There are all kinds of experiences and difficult things that happen to us throughout life. There are bumps in the road. But the more traumatic the event, the more it impacts our energy system, impacts the wiring of our brains or thoughts or feelings. This leads to more anxiety, trauma, trouble sleeping, depression, anger, and addictions. All of these things come from a basic break in the “flow” from something disturbing that’s happened. We aren’t able to process these disturbing things and release them. Some traumas may include small things to much larger things like, not being fed properly; trying to handle the pressures and repercussions of pleasing one’s parents; suffering in a car accident, or being sexually assaulted. Sometimes having thousands or millions of little cuts or events that have occurred over time, create these memory networks or patterns of trauma that are actually more complex and take a little more time to unravel through the process of EMDR.
How do you combine it with other therapies?
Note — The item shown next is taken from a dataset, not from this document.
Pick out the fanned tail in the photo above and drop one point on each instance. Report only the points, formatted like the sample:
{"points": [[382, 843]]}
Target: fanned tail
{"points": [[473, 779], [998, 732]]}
Parts of EMDR are similar to Narrative Therapy in that you are trying to rewire the way your brain thinks about specific events and recast them in a more positive, or at least less traumatic, light. It also often crosses over with Somatic Therapy as many of the events or circumstances that caused this mental trauma also caused physical trauma at the same time.
What are some examples of this in practice?
Let’s say you are the survivor of a large car crash, or of domestic abuse, or perhaps a violent robbery. All of these are events that are difficult to remember and can cause significant hardship to try and remember. Using EMDR, we can go back to these traumatic events and try to explore the impact it had on you from a safe distance. By engaging with these painful memories, we are able to slowly lessen their effect on us as we revisit them more and more.
Eventually, you’ll be able to call upon these memories, see them for what they are, and let them go as events that happened in the past. Once this is accomplished, we can begin rebuilding the narrative. We talk about what that past version of yourself needed in that moment and we give ourselves permission to provide it and visualize a better outcome for the event. Through this we are able to take greater control of the events of our past.